Suatu hari Perpatih mendapatkan adiknya sedang menenun. Entah apa sebabnya hari yang sehari itu telah terjadi pertengkaran antara mereka. Memang benar kata orang bahwa ada masa damai, ada masa berbalah. Hari itu persengketaan kedua orang beradik kakak itu tak dinyana mencapai titik puncaknya. Pinang Masak tanpa dapat mengendalikan diri mengibaskan torak yang sedang dipegangnya dan tepat mengenai kepala kakaknya Perpatih. Hari baru pukul sembilan, matahari menggantung sepenggelahan.
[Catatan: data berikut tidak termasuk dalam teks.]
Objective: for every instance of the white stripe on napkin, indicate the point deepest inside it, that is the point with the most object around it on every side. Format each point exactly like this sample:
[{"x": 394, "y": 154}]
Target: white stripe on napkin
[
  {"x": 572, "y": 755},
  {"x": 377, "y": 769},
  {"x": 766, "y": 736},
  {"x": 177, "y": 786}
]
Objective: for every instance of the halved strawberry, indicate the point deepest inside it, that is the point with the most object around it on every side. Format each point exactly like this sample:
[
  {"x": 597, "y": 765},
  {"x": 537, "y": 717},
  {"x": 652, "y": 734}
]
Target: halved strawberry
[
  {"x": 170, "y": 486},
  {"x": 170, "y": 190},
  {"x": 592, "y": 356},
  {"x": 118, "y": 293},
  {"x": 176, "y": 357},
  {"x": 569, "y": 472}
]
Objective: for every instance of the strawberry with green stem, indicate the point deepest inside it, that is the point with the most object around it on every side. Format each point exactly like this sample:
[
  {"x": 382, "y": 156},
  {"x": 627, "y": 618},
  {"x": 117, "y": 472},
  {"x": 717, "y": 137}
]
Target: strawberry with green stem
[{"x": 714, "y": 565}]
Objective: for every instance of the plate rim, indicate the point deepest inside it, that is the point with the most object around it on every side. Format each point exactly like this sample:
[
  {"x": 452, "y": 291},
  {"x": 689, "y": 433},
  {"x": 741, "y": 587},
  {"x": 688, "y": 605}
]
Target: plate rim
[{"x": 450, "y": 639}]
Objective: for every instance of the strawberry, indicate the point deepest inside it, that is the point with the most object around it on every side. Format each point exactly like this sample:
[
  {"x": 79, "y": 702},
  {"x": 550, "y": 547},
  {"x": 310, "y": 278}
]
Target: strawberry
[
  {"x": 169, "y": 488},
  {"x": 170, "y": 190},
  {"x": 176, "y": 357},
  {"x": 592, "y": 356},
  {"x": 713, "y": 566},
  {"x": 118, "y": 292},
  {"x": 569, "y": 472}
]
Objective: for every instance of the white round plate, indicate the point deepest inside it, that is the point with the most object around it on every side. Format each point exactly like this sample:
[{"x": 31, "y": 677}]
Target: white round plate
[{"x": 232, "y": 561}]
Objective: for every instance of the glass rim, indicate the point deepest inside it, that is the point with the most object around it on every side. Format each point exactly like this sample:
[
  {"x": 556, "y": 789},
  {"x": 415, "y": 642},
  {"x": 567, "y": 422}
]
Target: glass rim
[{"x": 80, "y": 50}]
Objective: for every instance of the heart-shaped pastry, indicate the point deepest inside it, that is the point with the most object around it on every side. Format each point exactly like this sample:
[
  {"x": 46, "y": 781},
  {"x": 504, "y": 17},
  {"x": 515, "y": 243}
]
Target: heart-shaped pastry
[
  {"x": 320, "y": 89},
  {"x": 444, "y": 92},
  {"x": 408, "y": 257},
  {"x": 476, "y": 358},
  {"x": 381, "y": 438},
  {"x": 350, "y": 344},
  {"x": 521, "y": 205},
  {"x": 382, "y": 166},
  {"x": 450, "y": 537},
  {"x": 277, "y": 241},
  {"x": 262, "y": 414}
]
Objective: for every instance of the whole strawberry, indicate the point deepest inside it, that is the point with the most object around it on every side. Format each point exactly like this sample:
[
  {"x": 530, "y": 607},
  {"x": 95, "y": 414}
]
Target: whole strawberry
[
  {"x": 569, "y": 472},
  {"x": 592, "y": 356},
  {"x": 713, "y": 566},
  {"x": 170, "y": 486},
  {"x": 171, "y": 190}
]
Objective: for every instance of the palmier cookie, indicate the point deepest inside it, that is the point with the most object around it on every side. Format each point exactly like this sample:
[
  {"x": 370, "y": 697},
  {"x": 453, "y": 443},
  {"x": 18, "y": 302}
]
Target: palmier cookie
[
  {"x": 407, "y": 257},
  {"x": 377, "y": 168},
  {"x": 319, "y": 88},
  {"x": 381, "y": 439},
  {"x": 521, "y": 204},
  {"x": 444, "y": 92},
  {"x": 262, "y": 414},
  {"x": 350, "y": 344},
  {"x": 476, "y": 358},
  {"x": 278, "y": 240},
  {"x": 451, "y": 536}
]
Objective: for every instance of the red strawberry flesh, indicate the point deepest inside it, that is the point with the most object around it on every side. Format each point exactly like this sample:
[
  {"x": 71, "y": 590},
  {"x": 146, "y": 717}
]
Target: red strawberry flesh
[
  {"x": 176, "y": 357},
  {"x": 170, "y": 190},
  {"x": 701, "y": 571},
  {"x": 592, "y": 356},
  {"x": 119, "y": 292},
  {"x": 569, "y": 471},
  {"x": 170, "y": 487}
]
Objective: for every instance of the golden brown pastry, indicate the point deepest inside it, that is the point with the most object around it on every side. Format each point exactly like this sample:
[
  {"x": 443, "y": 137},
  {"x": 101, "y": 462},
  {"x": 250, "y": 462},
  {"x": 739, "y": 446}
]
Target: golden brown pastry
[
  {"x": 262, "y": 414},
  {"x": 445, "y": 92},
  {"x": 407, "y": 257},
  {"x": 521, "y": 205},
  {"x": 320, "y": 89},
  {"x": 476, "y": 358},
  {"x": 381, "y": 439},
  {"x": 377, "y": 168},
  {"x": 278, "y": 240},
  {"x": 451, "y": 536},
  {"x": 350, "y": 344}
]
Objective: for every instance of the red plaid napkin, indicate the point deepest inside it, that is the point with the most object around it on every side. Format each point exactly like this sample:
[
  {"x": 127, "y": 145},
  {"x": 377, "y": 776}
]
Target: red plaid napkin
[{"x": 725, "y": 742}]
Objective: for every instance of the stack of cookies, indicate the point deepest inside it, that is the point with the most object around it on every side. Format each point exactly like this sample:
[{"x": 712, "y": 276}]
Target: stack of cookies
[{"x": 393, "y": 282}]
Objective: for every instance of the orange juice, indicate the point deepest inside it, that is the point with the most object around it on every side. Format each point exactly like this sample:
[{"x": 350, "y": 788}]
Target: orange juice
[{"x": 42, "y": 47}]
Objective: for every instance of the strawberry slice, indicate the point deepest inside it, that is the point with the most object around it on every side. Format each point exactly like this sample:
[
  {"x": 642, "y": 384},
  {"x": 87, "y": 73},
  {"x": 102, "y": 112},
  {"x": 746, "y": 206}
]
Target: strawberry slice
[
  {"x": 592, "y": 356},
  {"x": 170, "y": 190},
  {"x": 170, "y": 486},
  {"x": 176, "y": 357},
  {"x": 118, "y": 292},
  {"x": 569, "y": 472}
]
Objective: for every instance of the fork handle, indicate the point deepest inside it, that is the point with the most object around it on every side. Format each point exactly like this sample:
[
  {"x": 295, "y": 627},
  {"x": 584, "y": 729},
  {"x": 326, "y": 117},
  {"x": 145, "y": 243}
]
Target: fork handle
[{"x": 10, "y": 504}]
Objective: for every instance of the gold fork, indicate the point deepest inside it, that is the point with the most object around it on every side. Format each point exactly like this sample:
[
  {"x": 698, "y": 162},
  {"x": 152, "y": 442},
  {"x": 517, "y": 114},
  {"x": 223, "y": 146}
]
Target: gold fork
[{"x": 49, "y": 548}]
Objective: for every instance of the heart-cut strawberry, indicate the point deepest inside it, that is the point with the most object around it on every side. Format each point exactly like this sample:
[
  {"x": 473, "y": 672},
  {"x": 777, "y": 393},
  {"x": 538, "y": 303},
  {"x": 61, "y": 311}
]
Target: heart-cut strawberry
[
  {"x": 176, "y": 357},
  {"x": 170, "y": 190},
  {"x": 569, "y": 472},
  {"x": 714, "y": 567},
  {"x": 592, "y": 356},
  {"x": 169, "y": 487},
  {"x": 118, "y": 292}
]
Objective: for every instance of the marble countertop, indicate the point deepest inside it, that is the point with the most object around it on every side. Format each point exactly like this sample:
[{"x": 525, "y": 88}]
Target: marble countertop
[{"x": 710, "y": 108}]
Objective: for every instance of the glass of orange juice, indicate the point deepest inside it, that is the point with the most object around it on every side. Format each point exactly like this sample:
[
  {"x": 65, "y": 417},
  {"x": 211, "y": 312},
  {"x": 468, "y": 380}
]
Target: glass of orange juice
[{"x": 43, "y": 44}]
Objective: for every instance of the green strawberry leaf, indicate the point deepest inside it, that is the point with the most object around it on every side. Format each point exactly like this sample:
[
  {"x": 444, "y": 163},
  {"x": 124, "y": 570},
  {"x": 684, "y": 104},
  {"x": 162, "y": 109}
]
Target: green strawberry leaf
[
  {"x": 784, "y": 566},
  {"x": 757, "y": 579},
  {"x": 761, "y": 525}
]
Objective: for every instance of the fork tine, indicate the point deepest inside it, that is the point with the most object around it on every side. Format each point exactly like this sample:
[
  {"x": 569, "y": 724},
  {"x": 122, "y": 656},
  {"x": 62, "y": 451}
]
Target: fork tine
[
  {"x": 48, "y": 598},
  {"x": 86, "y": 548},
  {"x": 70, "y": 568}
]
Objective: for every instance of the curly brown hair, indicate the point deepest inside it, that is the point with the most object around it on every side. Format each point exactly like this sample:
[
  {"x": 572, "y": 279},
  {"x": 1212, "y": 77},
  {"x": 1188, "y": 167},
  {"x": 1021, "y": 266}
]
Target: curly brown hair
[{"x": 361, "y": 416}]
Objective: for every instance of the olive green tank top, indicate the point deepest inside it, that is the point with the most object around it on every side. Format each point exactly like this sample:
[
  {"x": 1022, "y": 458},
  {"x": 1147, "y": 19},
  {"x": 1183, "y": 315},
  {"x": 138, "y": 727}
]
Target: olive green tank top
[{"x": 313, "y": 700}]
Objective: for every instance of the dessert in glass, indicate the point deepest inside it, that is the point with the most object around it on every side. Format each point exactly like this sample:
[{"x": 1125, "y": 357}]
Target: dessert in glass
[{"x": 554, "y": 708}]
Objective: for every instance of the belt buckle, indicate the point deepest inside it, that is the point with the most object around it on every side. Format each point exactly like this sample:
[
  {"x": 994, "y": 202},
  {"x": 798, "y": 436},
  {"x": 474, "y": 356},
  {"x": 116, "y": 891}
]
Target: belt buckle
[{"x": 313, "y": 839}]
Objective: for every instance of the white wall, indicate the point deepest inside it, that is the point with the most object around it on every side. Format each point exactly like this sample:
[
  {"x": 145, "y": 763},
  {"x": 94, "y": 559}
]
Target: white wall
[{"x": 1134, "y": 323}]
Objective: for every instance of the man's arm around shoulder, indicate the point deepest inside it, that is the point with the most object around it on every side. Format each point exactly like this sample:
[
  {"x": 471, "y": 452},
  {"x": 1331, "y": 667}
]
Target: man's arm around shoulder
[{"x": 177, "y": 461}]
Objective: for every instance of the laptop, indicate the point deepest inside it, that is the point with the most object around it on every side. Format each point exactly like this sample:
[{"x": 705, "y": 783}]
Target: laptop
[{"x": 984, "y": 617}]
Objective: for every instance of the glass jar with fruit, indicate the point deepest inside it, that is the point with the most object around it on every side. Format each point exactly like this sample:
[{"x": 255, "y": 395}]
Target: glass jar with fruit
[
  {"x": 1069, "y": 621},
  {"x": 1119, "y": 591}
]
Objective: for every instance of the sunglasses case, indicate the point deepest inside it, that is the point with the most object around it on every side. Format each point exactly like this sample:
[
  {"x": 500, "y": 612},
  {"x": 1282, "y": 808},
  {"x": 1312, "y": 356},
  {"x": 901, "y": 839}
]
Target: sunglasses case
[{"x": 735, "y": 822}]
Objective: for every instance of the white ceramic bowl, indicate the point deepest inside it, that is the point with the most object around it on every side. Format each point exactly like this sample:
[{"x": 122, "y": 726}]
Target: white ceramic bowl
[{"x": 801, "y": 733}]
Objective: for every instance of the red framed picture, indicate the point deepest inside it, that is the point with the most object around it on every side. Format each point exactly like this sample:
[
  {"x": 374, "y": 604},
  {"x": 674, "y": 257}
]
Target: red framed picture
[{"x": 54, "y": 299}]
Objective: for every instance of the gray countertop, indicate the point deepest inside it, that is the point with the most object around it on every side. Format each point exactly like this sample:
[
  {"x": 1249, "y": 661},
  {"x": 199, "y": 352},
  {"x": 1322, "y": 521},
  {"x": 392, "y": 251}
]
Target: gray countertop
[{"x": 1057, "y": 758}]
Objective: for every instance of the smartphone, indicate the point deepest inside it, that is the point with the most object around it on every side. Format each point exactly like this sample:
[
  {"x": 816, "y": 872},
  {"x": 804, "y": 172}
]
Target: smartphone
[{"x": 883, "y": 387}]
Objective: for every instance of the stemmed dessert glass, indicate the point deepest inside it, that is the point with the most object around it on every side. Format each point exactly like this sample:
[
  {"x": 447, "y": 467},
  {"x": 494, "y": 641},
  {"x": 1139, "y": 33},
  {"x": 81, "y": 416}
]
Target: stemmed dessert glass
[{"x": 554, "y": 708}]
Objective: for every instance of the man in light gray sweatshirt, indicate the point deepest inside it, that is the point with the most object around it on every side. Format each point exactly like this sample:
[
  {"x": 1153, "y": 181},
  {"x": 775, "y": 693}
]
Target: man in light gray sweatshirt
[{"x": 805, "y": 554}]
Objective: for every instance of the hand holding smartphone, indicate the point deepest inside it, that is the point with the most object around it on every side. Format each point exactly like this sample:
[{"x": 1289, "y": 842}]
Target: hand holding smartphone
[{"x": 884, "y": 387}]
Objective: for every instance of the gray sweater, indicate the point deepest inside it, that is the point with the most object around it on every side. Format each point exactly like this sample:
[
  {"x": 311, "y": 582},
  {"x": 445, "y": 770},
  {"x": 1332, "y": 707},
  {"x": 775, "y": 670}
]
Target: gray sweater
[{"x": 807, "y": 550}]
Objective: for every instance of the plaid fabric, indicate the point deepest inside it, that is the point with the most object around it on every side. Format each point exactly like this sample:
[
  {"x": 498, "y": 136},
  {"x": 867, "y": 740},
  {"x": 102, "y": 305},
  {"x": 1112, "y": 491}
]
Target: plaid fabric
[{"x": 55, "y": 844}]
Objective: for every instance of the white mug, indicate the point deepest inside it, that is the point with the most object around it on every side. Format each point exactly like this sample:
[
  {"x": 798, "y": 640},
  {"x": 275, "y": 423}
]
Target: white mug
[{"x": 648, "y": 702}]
Setentang kepala Perpatih yang luka darah merah nampak mengalir. Ujung torak itu mungkin agak kuat dikibaskan oleh adiknya. Hati pemuda belia itu tertekan oleh kesedihan, dan dipandangnya adiknya dengan pandangan sayu. Tapi adiknya hanya menekur seolah menghindari pandangan kakaknya. Dalam hatinya timbul penyesalan ketika kakaknya telah melangkahkan kaki meninggalkannya.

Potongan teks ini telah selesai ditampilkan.